The following a from an upcoming memoir on moving to and living in Germany. Read more here.
One of the most memorable events in 20th-century Europe is D-Day, when Allied Forces stormed the beaches of Normandy, France and started the process of dismantling Nazi power on the continent. But for me, one of my most memorable days in 21st-century Europe was T-Day––the morning (European Central Time) that Donald J. Trump declared victory in the 2016 U.S. presidential election.
Polls were still open on the West Coast by the time Melanie and I went to bed. There was no decisive winner and we weren’t sure what to make of the early results, though I did have a sneaking suspicion that Murphy’s Law was about to rain down upon us––mostly because I grew up in a suburb that overwhelmingly voted for him and knew that my suburb was not an isolated incident.

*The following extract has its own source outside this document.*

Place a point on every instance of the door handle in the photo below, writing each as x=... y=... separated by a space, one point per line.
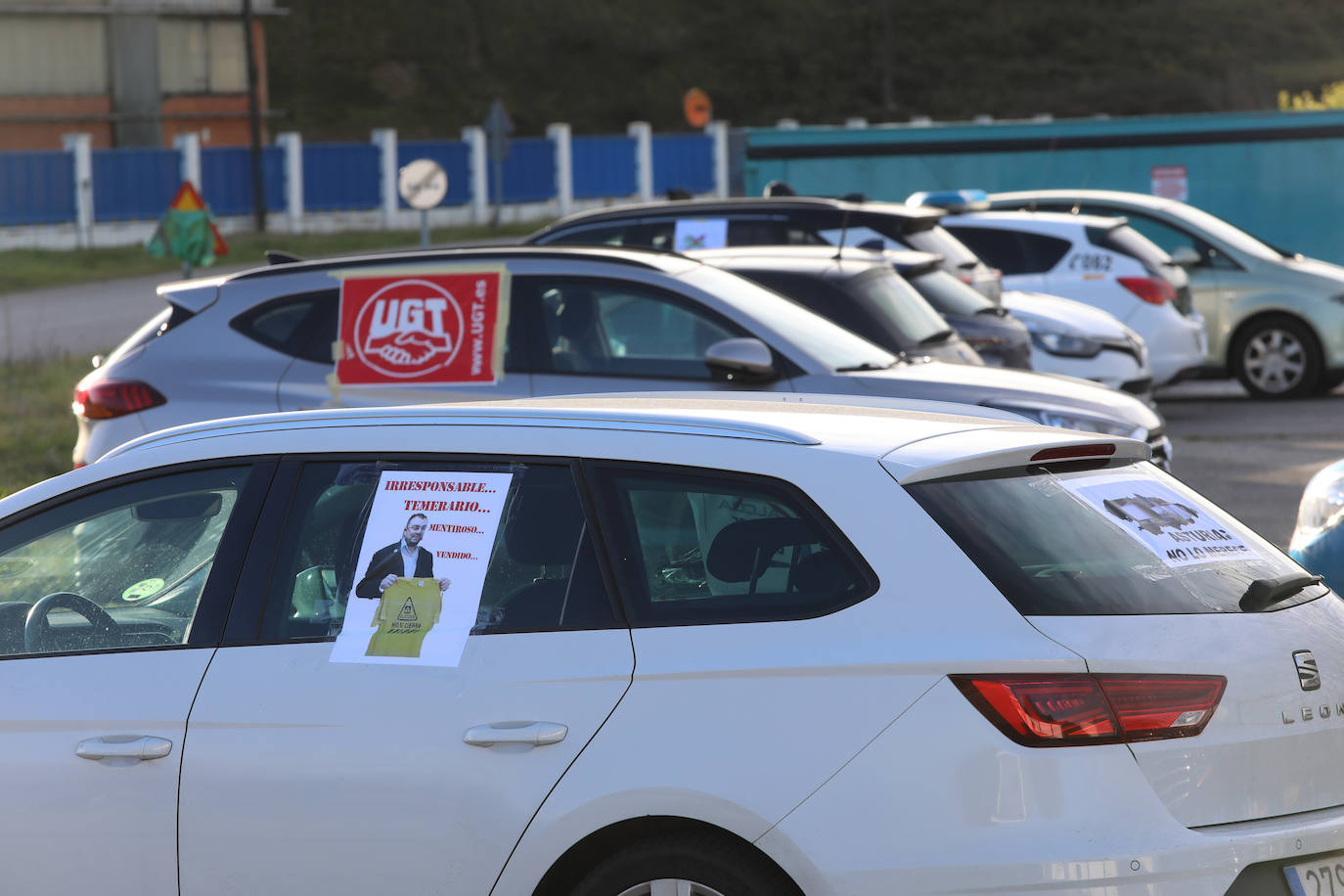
x=124 y=747
x=516 y=733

I woke up at some point in the middle of the night or early morning, as one does with a blanket of anxiety, and couldn’t resist checking out the latest update. By that point, the inevitable was around the corner. Melanie let out a disgusted groan before turning back to her pillow, I assumed hoping for a nightmare to soothe her to sleep.
By morning it was all settled; only the speeches were left to come. I followed my usual routine and went to work.
Europeans love to analyze Americans from afar. Once in a bar in Lima, Peru, a hulking beast of a man sat next to me. If he were on a list of paint samples for a remodeled kitchen, he’d be “Pale Norwegian.” I ordered my drink in Spanish but given my slightly less, but still pale skin, he took a stab at English with me. I didn’t time him, but I’d say it was within the first two minutes of conversation that he asked me, “Why do Americans love guns so much?”
His tone wasn’t condescending. I rarely find it to be among Europeans. The exception would be with British people who, and I’m grossly generalizing here, speak of Americans like we just rolled out of a dumpster and into High Tea looking for directions to the nearest monster truck rally. (I suppose this isn’t wholly inaccurate as I’d much rather go to a monster truck rally than High Tea.)
After watching enough morning news in Germany, I’ve decided it’s because we are the world’s reality television––and that was before T-Day. Now we’re a reality show spinoff of ourselves that airs in the middle of the night when the only people who are watching are not people you’d leave your loved ones with for any discernible amount of time.
I went into work that morning, hoping to go unnoticed by my international colleagues. I sat at my desk, fired up my computer, and noticed members from the various Latin Americans teams huddling around a monitor. Trump was giving his victory speech.
I knew I’d inevitably hear from him plenty over the next, I still can’t believe I’m typing this, four years, so I decided I better get started on blocking him out and I put on some headphones. But before I could start my Spotify playlist of Bruce Springsteen jams promising there’d be a rising, someone who I had never met asked me, “Are you American?”
The office had national flags hanging over the different regions within our department, so stars and stripes above my desk gave it away.
Something resembling an embarrassed “yes” slithered off of my tongue and into the air. It was probably the most ashamed I had ever been to admit to being an American, which is saying something considering a tour guide in El Salvador walking me through the U.S.-funded civil war in his country that bordered on genocide also asked me if I’m an “estadounidense.”
The woman took a long look at me before returning to the monitor with Trump. She studied him and turned back to me.
“Are you like that American?”
I wanted to crawl into a hole and hide.
“No, I’m not like that American. Most of us aren’t. It’s a big country of…” I didn’t have the heart to go further. “It’s a big country.”
Fortunately, my American colleagues came in shortly thereafter along with empathetic Canadian team members. A new guy from Detroit had just joined, so we went out for a team lunch. But given the election, it had the air of a pending funeral.
We all needed some booze, so we went to an Israeli joint we all liked and started off with some Goldstar beers followed by plates of hummus and falafel. It was comfort food for an uncomfortable time. But no amount of hummus, falafel, or booze could replace the shame I was feeling in the core of my being.
Had I ever emulated this man’s behavior in any way, my parents would’ve grounded me for eternity––and rightfully so. Hell, most anyone would’ve gone to prison for the many crimes this man is alleged to have committed. And my country just elected him using a backward system that makes it possible for the candidate to win without the popular vote––another fun thing I’d get to explain to confused European colleagues.
Even more embarrassing, my home state voted for this man whom I can only liken to the puss that comes out of a throbbing zit by nearly nine percentage points. I was crushed. (My apologies to puss for the unfair comparison.)
Some think of D-Day as the beginning of the end of Nazi Germany. But T-Day was the day Nazism got a boost in the United States and I found myself counting my blessings that I was in Germany.